Sepracor (SEPR) develops and markets improved forms of existing pharmaceuticals. Their products can offer reduced side effects, new uses and improved dosage forms over traditional compounds.
"The approval is important from a psychological standpoint, since it shows the company is capable of (the full process of ) drug development to final sales," said Erick Lucera, an analyst at Independence Investment Associates, which owns about 300,000 shares of Sepracor stock.
Sepracor shares rose 3 to 121 1/4 in trading Friday.
Xopenex is to be used in an electric air compressor, called a nebulizer, which has a mouthpiece through which a patient breathes vaporized asthma medication.
Marlborough, Mass-based Sepracor is setting its marketing sights on children and elderly patients with severe asthma, as well as people who have difficulty using other drug-delivery systems.

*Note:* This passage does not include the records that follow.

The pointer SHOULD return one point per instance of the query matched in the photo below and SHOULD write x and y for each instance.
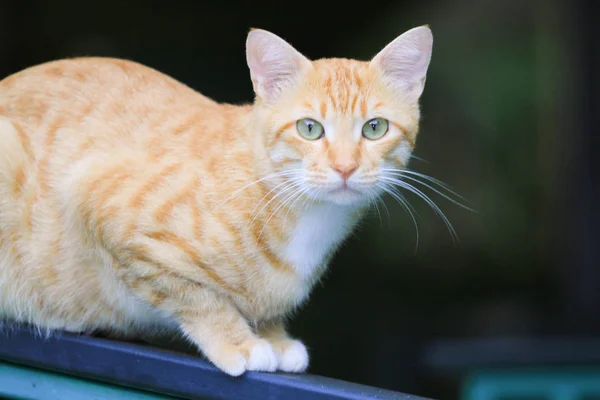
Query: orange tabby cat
(130, 202)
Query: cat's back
(114, 91)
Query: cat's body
(129, 202)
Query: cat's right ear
(274, 64)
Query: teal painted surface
(559, 384)
(17, 382)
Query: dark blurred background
(509, 121)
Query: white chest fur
(318, 231)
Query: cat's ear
(403, 63)
(274, 64)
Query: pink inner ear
(273, 63)
(406, 59)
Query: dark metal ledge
(169, 372)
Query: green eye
(310, 129)
(375, 128)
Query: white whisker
(427, 200)
(406, 205)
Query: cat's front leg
(292, 355)
(209, 320)
(226, 339)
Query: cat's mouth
(344, 195)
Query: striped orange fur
(131, 203)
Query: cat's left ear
(403, 63)
(274, 64)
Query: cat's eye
(375, 128)
(310, 129)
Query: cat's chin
(346, 197)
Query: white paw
(294, 357)
(262, 357)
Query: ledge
(169, 372)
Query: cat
(131, 203)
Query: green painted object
(18, 382)
(533, 384)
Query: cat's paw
(252, 355)
(292, 355)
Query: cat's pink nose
(345, 170)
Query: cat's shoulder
(92, 70)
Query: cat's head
(336, 129)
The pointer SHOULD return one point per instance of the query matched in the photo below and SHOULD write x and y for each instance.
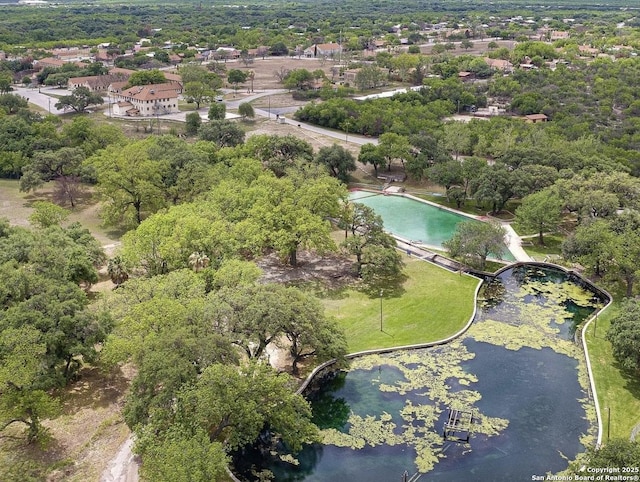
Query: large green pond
(517, 370)
(414, 220)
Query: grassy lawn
(552, 247)
(434, 305)
(617, 390)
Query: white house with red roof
(147, 100)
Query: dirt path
(124, 466)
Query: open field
(431, 305)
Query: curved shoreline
(444, 341)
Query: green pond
(415, 220)
(517, 371)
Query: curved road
(46, 98)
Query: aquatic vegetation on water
(530, 314)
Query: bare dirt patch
(84, 437)
(329, 271)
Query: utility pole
(381, 293)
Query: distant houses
(331, 50)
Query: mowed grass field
(433, 304)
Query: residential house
(586, 50)
(350, 76)
(558, 35)
(148, 100)
(331, 50)
(49, 62)
(96, 83)
(72, 53)
(535, 118)
(499, 64)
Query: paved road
(43, 97)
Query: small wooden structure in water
(457, 428)
(413, 478)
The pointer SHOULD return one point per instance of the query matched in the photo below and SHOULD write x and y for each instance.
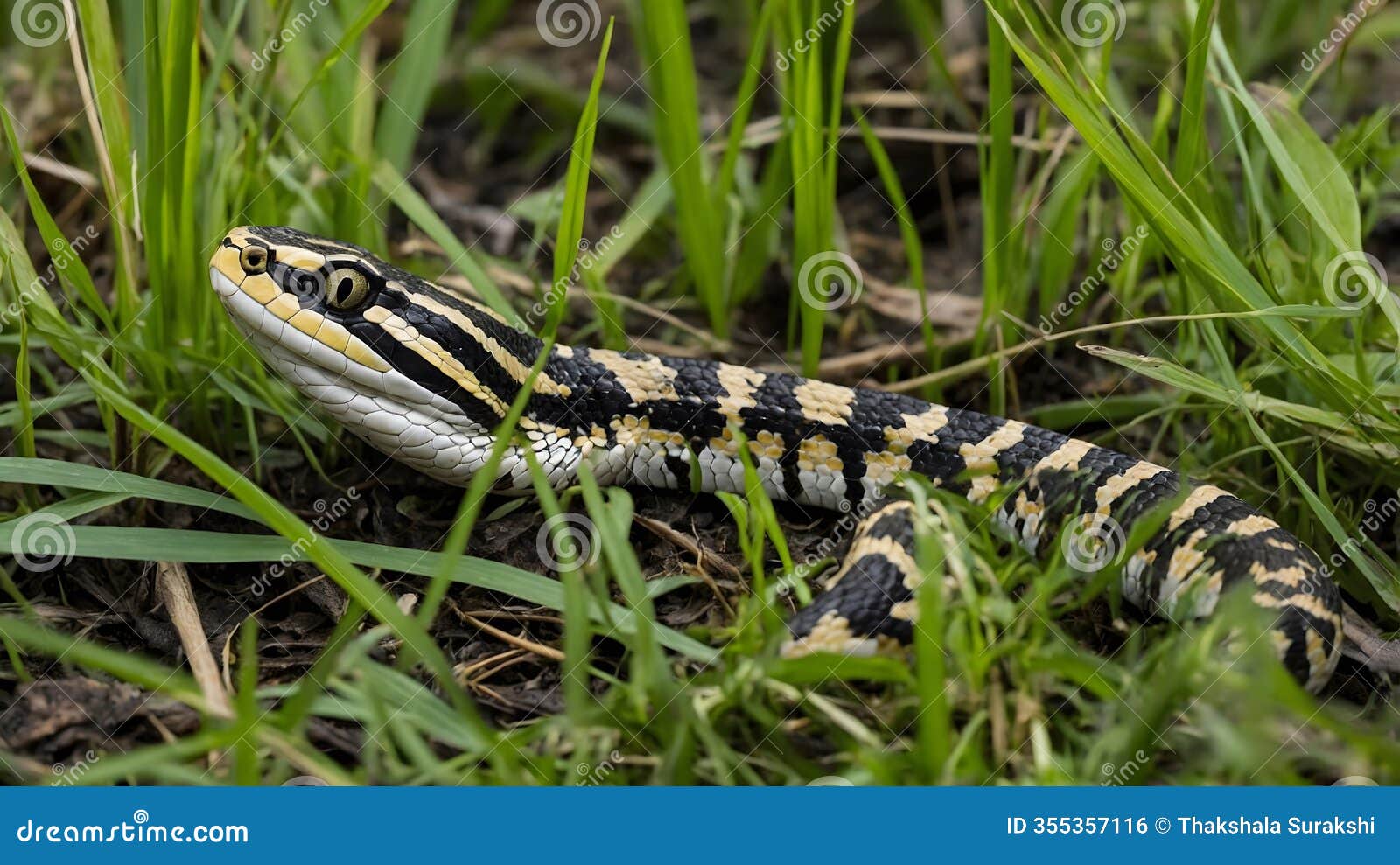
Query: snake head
(402, 363)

The approval marks a milestone for the company as it moves ahead in its strategy to become a fully integrated pharmaceutical company, David Southwell, Sepracor's chief financial officer, told CBS.MarketWatch.com.

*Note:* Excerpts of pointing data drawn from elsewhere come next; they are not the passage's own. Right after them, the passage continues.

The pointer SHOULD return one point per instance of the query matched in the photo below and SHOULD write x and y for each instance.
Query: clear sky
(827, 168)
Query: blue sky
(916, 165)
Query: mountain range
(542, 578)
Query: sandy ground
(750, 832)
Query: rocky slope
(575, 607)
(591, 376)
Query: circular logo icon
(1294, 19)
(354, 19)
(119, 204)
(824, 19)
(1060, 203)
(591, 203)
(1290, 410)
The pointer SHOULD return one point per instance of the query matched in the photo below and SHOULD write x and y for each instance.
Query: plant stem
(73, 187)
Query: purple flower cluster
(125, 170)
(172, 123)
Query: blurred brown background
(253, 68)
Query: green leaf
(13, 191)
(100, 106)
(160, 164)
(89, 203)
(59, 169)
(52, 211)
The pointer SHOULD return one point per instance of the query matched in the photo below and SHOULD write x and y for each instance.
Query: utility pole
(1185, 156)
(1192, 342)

Sepracor will continue to benefit from licensing improved products back to their innovators and to major pharmaceuticals companies, and from its own sales income, which it expects to generate from nine drugs in the next five years, Southwell said.

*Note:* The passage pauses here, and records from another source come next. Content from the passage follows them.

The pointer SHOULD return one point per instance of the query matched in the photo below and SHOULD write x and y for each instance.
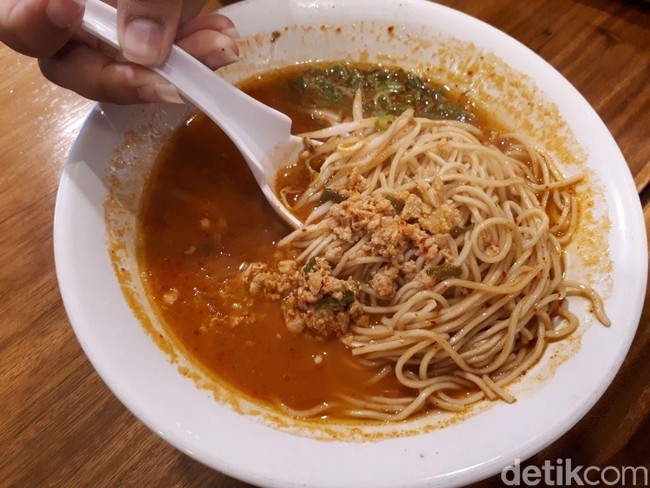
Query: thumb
(39, 28)
(147, 29)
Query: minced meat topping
(392, 230)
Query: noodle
(443, 265)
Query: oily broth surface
(204, 216)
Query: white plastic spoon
(261, 134)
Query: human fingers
(147, 28)
(39, 28)
(210, 40)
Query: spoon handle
(239, 115)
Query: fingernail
(160, 92)
(142, 40)
(231, 32)
(64, 13)
(221, 57)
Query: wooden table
(61, 426)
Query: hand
(49, 30)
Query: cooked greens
(386, 92)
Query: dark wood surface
(61, 426)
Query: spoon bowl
(262, 134)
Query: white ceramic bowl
(98, 203)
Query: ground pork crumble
(397, 228)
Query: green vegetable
(444, 271)
(459, 231)
(310, 266)
(332, 195)
(383, 122)
(330, 302)
(385, 91)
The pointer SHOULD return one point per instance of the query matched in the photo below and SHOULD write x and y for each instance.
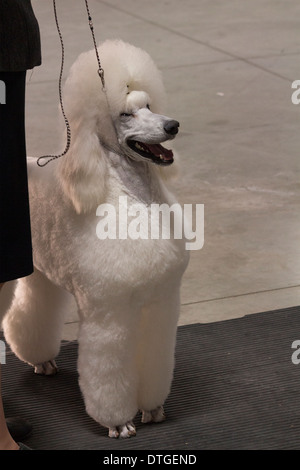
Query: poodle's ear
(82, 171)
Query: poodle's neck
(138, 178)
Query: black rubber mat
(235, 387)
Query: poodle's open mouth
(155, 152)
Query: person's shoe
(18, 428)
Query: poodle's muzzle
(141, 133)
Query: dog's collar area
(155, 152)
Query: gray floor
(228, 69)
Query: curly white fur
(126, 291)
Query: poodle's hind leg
(156, 354)
(32, 325)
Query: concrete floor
(228, 69)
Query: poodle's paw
(123, 431)
(46, 368)
(154, 416)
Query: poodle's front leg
(156, 353)
(107, 369)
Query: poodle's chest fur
(71, 249)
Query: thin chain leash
(100, 73)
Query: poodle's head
(126, 118)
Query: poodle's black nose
(171, 127)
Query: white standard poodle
(127, 289)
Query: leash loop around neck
(100, 73)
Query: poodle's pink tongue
(159, 151)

Several characteristics of the drug should allow Sepracor to command a premium price for Xopenex, Southwell said.
"There are three key attributes," he said.
First, Xopenex is both for treatment and prevention of asthma. Existing drugs are used for treatment only. Second, it has fewer side effects, such as muscular tremor and hyperactivity. Finally, Xopenex lasts for 8 hours, compared to 6 hours for existing medications, which means children (and others) can be asthma-free overnight, Southwell said.
Sepracor expects Xopenex to sell for about $1.75 a unit, comparable to brand-name products such as Glaxo-Wellcome's (GLX) Ventolin and Schering-Plough's (SGP) Proventil. The price will be a premium to that of generic versions, which sell for about $1.21 each.
Sepracor expects to begin selling the product, estimated to generate sales of up to $30 million this year, before April 30, Southwell said.
According to the American Lung Association, the number of deaths attributed to asthma has increased 117 percent since 1979.
More than 14 million Americans suffer from asthma, the sixth-ranking chronic condition in America, the Lung Association says.